4

I am currently using Monit to monitor Apache and restart it if its memory usage is too high. However, I'd also like to be able to monitor the individual apache2 subprocesses that are spawned, and kill any subprocess whose memory usage is too high over a period of a few minutes. How can I do that?

Matt White
  • 707
  • 1
  • 5
  • 17

2 Answers2

3

Monit's documentation suggests that you can natively monitor the total memory used by Apahce and its child processes, not any individual child process.

However, you can check the return status of a script using the check program test:

http://mmonit.com/monit/documentation/monit.html#program_status_testing

So, you can do something like this as a check script:

#/bin/bash
threshold=10000 # 10MB

for childmem in $(ps h orss p $(pgrep -P $(cat /var/run/httpd.pid)))
do
  if [ $childmem -gt $threshold ]; then
     exit 1
  fi
done
exit 0

If that script is /usr/local/bin/check_apache_children.sh, then you can do something like:

 check program myscript with path "/usr/local/bin/check_apache_children.sh"
       if status != 0 then exec "/usr/local/bin/kill_apache_children.sh"

The kill script will presumably look like the check script, but with a kill on the PID instead of an exit.

The scripts are, of course, illustrative, and should be modified to your environment.

cjc
  • 24,533
  • 2
  • 49
  • 69
  • 1
    Nice workaround. – ewwhite Jul 17 '12 at 16:57
  • Monit = nice and simple if you can work within the provided primitives. If not, then you have more and more complicated workarounds, and then you think, "why didn't I use Nagios?" – cjc Jul 17 '12 at 17:42
  • Thanks, this is exactly what I needed. I'm going to post the exact solution I used below, in case it helps anyone else. – Matt White Jul 17 '12 at 19:28
2

I accepted cjc's answer above, but wanted to post exactly how I used his suggestion to solve this problem. Note that you will need to use at least Monit 5.3 to use Monit's "check program". I am running Debian.

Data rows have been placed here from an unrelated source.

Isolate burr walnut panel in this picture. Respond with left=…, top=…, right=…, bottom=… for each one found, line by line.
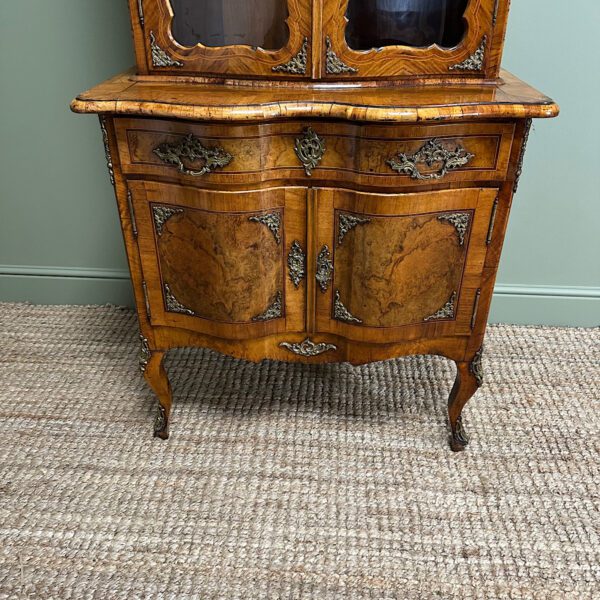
left=116, top=119, right=514, bottom=186
left=317, top=188, right=498, bottom=341
left=131, top=182, right=306, bottom=339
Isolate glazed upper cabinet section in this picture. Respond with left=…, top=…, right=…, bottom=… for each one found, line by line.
left=322, top=0, right=508, bottom=79
left=129, top=0, right=509, bottom=80
left=130, top=0, right=312, bottom=78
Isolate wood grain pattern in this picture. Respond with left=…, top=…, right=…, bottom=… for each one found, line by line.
left=334, top=212, right=471, bottom=328
left=321, top=0, right=509, bottom=80
left=129, top=0, right=510, bottom=81
left=316, top=188, right=498, bottom=343
left=156, top=208, right=284, bottom=323
left=129, top=181, right=306, bottom=339
left=115, top=119, right=514, bottom=187
left=71, top=72, right=559, bottom=123
left=129, top=0, right=312, bottom=79
left=71, top=0, right=559, bottom=450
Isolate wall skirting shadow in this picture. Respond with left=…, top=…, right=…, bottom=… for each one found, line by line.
left=0, top=265, right=600, bottom=327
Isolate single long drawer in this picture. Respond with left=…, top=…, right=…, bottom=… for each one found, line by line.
left=115, top=118, right=514, bottom=188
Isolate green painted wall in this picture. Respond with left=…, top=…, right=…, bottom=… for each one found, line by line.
left=0, top=0, right=600, bottom=325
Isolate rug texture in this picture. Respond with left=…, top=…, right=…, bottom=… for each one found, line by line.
left=0, top=304, right=600, bottom=600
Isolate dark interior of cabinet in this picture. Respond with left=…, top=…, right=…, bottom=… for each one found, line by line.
left=170, top=0, right=289, bottom=50
left=346, top=0, right=469, bottom=50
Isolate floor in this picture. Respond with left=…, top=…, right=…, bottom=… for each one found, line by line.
left=0, top=304, right=600, bottom=600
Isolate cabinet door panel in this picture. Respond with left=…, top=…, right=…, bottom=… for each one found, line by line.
left=131, top=182, right=306, bottom=339
left=317, top=188, right=497, bottom=342
left=136, top=0, right=312, bottom=78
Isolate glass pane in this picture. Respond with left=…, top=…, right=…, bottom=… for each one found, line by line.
left=171, top=0, right=289, bottom=50
left=346, top=0, right=469, bottom=50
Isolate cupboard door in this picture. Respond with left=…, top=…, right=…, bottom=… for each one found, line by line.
left=136, top=0, right=312, bottom=78
left=322, top=0, right=504, bottom=79
left=130, top=181, right=306, bottom=339
left=316, top=188, right=498, bottom=342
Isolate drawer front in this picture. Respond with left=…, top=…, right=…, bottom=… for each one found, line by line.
left=130, top=181, right=306, bottom=339
left=115, top=119, right=514, bottom=188
left=316, top=188, right=498, bottom=343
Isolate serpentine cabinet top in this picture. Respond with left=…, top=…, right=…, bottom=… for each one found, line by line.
left=71, top=71, right=559, bottom=123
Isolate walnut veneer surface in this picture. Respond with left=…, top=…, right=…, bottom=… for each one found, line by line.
left=72, top=0, right=559, bottom=450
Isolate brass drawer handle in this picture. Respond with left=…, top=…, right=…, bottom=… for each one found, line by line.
left=294, top=127, right=325, bottom=177
left=386, top=139, right=475, bottom=181
left=153, top=133, right=233, bottom=177
left=279, top=338, right=337, bottom=357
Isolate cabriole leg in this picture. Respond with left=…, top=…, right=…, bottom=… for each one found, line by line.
left=448, top=348, right=483, bottom=452
left=140, top=337, right=173, bottom=440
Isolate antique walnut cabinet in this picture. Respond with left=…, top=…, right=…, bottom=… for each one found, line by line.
left=72, top=0, right=558, bottom=450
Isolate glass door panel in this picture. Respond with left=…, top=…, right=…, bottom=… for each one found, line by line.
left=170, top=0, right=289, bottom=50
left=346, top=0, right=469, bottom=50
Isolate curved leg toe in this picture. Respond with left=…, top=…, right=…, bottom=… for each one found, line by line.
left=448, top=350, right=483, bottom=452
left=140, top=337, right=173, bottom=440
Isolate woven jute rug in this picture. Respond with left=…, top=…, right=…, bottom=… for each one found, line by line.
left=0, top=304, right=600, bottom=600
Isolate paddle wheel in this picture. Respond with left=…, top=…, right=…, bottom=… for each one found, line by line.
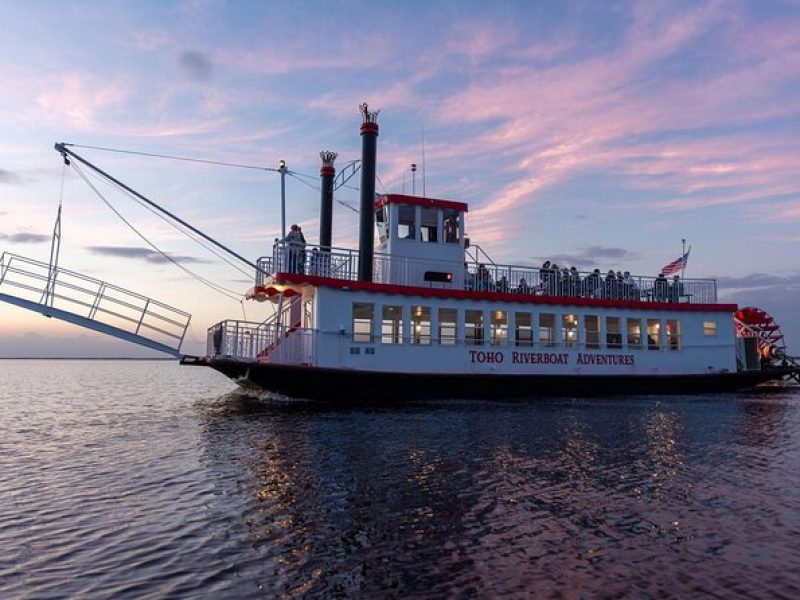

/usr/local/bin/monit_check_apache2_children:

#!/usr/bin/env bash

log_file=/path/to/monit_check_apache2_children.log
mem_limit=6
kill_after_minutes=5

exit_code=0
date_nice=$(date +'%Y-%m-%d %H:%M:%S')
date_seconds=$(date +'%s')
apache_children=$(ps h -o pid,%mem p $(pgrep -P $(cat /var/run/apache2.pid)) | sed 's/^ *//' | tr ' ' ',' | sed 's/,,/,/g')

for apache_child in $apache_children; do
  pid=`echo $apache_child | awk -F, '{ print $1 }'`
  mem=`echo $apache_child | awk -F, '{ print $2 }'`
  mem_rounded=`echo $apache_child | awk -F, '{ printf("%d\n", $2 + 0.5) }'`

  if [ $mem_rounded -ge $mem_limit ]; then
    log_entry_count=$(cat $log_file | grep -v 'KILLED' | grep " $pid; " | wc -l)
    log_entry_time=$(cat $log_file | grep -v 'KILLED' | grep " $pid; " | tail -$kill_after_minutes | head -1 | awk '{ print $3 }')

    if [ "$1" != "kill" ]; then
      echo "$date_nice $date_seconds Process: $pid; Memory Usage: $mem" >> $log_file
    fi

    if [ $((date_seconds - log_entry_time)) -le $(((kill_after_minutes * 60) + 30)) ] && [ $log_entry_count -ge $kill_after_minutes ]; then
      if [ "$1" = "kill" ]; then
        kill -9 $pid
        echo "$date_nice $date_seconds ***** KILLED APACHE2 PROCESS: $pid; MEMORY USAGE: $mem" >> $log_file
      else
        exit_code=1
      fi
    fi
  fi
done

exit $exit_code

/etc/monitrc:

...
check program apache2_children
  with path "/usr/local/bin/monit_check_apache2_children"
  if status != 0 then exec "/usr/local/bin/monit_check_apache2_children kill"
...
Matt White
  • 707
  • 1
  • 5
  • 17